Does anyone know just how powerful all of this could be if used optimally in a system? I suspect that Apple's new approach with quartz is just scratching the surface.
I have got a Pentium 200 MMX with 128 Mb of ECC EDO, no free memory slots. It sounds quite fair to buy a 64 Mb PCI graphics card for less than $100, if I could use like 60 Mb for fast swap.
BUT: What if I put 60 MB swap on this fast VRAM-swap, and another 256 MB swap on an old, rotten and slow IDE drive? Will Linux detect that the first swap is faster and make extensive use of it, or will the slow 256 MB swap ruin my performance anyways?
Do you remember RAD: the recoverable RAM disk? You could *BOOT* from it, that was the coolest thing ever.
:-)
Also, RAM: could be a *dynamic* ram disk that got bigger and smaller on demand. Very cool.
We need a bootable/dynamic/recoverable RAM disk in the Linux kernel NOW!
Now if I can just get it to use the idle processor usage on my video card for distributed.net......
I never said that you couldn't do the same thing in Windows. I said that it speaks well of the UNIX APIs that such obscure functionality can be access through entirely generic APIs. The fact that you can just go ahead and use standard mmap functions to map random bits of memory is genuinely cool to those (like me) who value some elegence and beauty in software architecture. And thanks for the great example, by the way. DirectX is exactly what I'm talking about. Specific APIs to access generic functionality. Why should I have to use a different API to map graphics memory vs mapping regular memory vs mapping a file? Its just not clean! But it characterizes the Windows way of doing things.
PS> As for the comments about my intelligence and my spelling:
1) I've known DirectX since I was in the tenth grade. Learned Win32 just after I learned the C++ standard library.
2) I just got off summer break, it was late at night, and I was typing that on a laptop keyboard, so fuck off!
A deep unwavering belief is a sure sign you're missing something...
Yes, you can use the memory from your video card as a fast storage medium. Some of you are saying that you can store files to swap around and stuff like that, video card memory is just like system memory, it goes away when turning off. Sure you can use the firmware storage but there is generally little left after you store the firmware.

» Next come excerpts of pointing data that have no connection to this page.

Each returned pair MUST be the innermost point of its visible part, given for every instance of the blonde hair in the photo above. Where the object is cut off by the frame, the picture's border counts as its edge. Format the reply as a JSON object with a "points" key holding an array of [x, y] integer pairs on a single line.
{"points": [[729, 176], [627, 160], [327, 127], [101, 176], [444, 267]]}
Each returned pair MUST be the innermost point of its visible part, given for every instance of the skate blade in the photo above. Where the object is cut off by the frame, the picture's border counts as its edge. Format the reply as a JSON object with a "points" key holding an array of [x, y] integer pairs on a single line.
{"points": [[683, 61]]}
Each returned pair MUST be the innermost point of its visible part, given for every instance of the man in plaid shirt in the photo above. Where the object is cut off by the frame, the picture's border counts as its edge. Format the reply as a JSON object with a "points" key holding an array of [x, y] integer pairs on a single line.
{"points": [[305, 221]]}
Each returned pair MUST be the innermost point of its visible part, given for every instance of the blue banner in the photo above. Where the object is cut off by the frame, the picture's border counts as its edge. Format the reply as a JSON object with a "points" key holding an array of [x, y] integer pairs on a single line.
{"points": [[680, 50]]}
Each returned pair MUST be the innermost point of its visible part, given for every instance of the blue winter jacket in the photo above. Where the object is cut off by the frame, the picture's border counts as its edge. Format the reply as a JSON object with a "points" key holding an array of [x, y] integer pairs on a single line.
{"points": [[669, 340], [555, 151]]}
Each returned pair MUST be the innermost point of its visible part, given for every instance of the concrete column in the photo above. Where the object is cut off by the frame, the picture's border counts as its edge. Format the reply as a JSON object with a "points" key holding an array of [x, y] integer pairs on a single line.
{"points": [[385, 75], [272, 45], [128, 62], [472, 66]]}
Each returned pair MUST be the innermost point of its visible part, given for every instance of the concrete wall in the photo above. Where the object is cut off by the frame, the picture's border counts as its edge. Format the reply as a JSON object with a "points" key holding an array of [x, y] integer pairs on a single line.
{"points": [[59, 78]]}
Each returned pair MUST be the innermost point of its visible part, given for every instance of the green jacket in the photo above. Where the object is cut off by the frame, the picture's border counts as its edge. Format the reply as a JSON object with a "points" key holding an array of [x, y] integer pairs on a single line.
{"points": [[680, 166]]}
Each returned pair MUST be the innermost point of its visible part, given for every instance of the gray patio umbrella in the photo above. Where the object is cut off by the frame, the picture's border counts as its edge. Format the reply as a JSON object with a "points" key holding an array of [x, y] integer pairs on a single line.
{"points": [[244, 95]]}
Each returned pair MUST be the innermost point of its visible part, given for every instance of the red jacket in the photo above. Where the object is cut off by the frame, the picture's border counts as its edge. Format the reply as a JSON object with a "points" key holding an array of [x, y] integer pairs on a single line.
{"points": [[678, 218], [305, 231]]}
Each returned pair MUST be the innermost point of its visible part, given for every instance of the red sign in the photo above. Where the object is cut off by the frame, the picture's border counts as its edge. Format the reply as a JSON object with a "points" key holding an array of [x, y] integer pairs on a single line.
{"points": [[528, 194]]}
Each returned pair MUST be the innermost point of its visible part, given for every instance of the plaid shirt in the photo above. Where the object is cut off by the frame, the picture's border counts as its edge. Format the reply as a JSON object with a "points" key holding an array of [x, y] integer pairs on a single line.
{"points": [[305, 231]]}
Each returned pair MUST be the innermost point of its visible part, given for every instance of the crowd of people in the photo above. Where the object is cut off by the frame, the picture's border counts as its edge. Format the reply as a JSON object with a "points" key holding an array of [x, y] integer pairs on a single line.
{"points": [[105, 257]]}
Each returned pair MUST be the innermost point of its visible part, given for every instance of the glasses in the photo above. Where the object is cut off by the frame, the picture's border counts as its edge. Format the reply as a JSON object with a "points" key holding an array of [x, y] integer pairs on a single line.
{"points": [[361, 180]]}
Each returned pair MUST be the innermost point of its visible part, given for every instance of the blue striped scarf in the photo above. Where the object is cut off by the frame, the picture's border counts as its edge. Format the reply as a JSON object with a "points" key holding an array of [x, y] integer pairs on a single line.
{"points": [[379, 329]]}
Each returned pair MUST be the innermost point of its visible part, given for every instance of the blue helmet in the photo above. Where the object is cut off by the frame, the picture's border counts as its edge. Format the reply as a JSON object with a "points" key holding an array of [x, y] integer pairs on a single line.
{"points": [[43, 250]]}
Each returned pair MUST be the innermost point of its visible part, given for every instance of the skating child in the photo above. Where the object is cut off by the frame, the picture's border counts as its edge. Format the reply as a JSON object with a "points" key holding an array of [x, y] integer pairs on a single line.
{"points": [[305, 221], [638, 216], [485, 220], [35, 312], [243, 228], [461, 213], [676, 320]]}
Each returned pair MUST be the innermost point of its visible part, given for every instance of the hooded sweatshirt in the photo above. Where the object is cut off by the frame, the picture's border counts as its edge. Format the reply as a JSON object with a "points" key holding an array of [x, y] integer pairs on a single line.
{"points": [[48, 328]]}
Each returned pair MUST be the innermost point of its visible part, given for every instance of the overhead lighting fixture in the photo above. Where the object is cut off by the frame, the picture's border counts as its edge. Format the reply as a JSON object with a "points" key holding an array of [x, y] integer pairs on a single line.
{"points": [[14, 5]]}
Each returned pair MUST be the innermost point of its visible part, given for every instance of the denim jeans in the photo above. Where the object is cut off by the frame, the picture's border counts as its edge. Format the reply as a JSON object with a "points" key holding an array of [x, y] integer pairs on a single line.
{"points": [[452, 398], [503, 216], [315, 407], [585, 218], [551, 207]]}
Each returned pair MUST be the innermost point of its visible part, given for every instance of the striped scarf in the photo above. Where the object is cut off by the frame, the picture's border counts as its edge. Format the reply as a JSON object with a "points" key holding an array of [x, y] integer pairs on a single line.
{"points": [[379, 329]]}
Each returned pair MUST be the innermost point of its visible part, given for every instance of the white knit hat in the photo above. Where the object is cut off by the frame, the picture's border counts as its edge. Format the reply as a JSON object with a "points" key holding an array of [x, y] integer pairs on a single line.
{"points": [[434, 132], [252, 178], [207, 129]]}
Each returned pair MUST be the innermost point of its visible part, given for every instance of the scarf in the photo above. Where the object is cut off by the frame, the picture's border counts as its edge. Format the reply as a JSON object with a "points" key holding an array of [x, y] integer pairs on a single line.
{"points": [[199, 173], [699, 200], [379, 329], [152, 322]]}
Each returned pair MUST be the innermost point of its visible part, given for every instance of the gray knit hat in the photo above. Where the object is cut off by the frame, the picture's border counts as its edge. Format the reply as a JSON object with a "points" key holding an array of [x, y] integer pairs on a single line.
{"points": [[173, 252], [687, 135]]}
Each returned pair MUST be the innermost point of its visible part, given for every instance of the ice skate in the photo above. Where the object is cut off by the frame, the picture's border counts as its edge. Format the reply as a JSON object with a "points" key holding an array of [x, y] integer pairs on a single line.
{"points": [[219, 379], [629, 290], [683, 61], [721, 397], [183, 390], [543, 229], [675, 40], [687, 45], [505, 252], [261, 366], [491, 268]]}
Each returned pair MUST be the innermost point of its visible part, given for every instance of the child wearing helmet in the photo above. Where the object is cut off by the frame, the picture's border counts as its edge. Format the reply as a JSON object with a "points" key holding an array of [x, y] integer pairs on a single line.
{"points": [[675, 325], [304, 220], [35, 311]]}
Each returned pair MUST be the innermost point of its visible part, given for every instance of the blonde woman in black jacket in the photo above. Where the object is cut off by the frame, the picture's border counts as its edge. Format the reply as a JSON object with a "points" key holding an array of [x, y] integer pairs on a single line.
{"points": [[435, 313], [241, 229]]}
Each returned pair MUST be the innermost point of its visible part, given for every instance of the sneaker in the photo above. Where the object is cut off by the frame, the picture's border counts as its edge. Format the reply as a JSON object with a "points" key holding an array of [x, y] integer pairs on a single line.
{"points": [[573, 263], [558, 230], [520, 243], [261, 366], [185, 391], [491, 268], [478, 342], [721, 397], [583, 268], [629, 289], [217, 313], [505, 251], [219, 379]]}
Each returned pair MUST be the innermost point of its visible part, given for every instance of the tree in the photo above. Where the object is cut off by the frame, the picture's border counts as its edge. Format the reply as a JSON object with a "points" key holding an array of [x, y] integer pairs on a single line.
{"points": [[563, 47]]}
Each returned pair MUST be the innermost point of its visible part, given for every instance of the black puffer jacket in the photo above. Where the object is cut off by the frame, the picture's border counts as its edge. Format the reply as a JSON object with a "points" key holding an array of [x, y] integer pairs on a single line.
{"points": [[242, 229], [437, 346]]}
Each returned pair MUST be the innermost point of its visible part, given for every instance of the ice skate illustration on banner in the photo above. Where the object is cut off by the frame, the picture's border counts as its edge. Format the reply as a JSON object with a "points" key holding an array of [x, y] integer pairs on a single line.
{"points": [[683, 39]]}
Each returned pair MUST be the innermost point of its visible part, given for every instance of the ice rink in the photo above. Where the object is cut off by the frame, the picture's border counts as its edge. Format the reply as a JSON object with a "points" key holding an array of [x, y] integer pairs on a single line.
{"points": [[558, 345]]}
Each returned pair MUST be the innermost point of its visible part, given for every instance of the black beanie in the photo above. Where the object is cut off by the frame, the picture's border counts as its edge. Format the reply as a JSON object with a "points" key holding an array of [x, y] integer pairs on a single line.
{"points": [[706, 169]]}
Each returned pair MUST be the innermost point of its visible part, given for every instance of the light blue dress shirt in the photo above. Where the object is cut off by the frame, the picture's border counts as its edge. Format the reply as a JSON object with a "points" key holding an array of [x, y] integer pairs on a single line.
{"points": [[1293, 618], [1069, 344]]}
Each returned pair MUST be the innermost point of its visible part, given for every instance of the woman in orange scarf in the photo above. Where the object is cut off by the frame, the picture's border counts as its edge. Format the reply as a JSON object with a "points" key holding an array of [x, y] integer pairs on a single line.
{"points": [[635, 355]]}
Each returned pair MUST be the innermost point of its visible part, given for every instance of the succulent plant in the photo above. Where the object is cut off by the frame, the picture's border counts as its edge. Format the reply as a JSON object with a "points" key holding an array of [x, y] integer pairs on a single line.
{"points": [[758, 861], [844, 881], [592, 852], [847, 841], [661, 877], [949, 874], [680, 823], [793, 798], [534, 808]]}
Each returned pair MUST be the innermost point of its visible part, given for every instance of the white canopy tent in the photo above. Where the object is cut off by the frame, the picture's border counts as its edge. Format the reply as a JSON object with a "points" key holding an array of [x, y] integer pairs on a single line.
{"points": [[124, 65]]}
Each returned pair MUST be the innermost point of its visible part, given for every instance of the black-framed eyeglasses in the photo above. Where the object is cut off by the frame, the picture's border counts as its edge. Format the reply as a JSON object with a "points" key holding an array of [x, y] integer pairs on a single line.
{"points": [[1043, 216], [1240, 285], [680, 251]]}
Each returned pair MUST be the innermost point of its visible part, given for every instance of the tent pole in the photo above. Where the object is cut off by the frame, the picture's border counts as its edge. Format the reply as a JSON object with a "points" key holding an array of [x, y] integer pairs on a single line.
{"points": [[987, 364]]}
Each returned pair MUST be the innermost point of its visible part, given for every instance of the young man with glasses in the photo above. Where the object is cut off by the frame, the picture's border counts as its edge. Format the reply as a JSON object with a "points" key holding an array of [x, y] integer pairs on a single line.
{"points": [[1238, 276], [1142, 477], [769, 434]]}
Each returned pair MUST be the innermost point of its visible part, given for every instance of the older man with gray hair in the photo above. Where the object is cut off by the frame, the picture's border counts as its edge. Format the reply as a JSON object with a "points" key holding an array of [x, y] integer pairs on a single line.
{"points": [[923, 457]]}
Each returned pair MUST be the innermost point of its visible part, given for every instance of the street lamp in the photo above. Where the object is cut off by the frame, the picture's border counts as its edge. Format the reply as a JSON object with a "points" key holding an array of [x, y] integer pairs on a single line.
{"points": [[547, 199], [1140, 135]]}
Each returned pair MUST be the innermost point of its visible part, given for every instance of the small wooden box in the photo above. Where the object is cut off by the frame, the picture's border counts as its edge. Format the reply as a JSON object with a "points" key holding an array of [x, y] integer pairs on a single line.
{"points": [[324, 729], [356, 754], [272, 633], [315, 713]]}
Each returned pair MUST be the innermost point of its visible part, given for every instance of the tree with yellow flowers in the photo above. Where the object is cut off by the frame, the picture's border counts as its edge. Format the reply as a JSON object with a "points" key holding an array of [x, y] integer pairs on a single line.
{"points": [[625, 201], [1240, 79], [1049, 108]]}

Then, NO, it won't increase your system memory. If you have 128 MB RAM you still will have only 128 MB of RAM. You just will have a temporary disk where you can then create a swap partition. Kinda like adding memory if you swap a lot but technically, you will still only have 128MB RAM.
Finally if you have a 128 MB video card you will probably only get 127 MB of space from it since the card still needs memory for important things like video.
Some PC manufactures did this recently.. and called it "shared memory". I have a Monorail PC
(it was a hardware division of Corel IIRC) that
allocates (at a minimum, even with an offboard video card) 2M of the system memory for video.
It sounds like a good idea, but if you happen to run something like windows and a bad application
peeks where it oughtn't things get very nasty.
(Rainbow Screen of Death)
Were that I say, pancakes?
it's so much faster though...
also...the coolness factor is way up there.
I wonder if I could get this to work with memory from a Soundblaster AWE 32? I have an old 486 that I use, and the sound card can slot up to 32MB, which is as much memory as the system itself has. If I could use that as swap space, it should be much faster than swap space on the harddrives.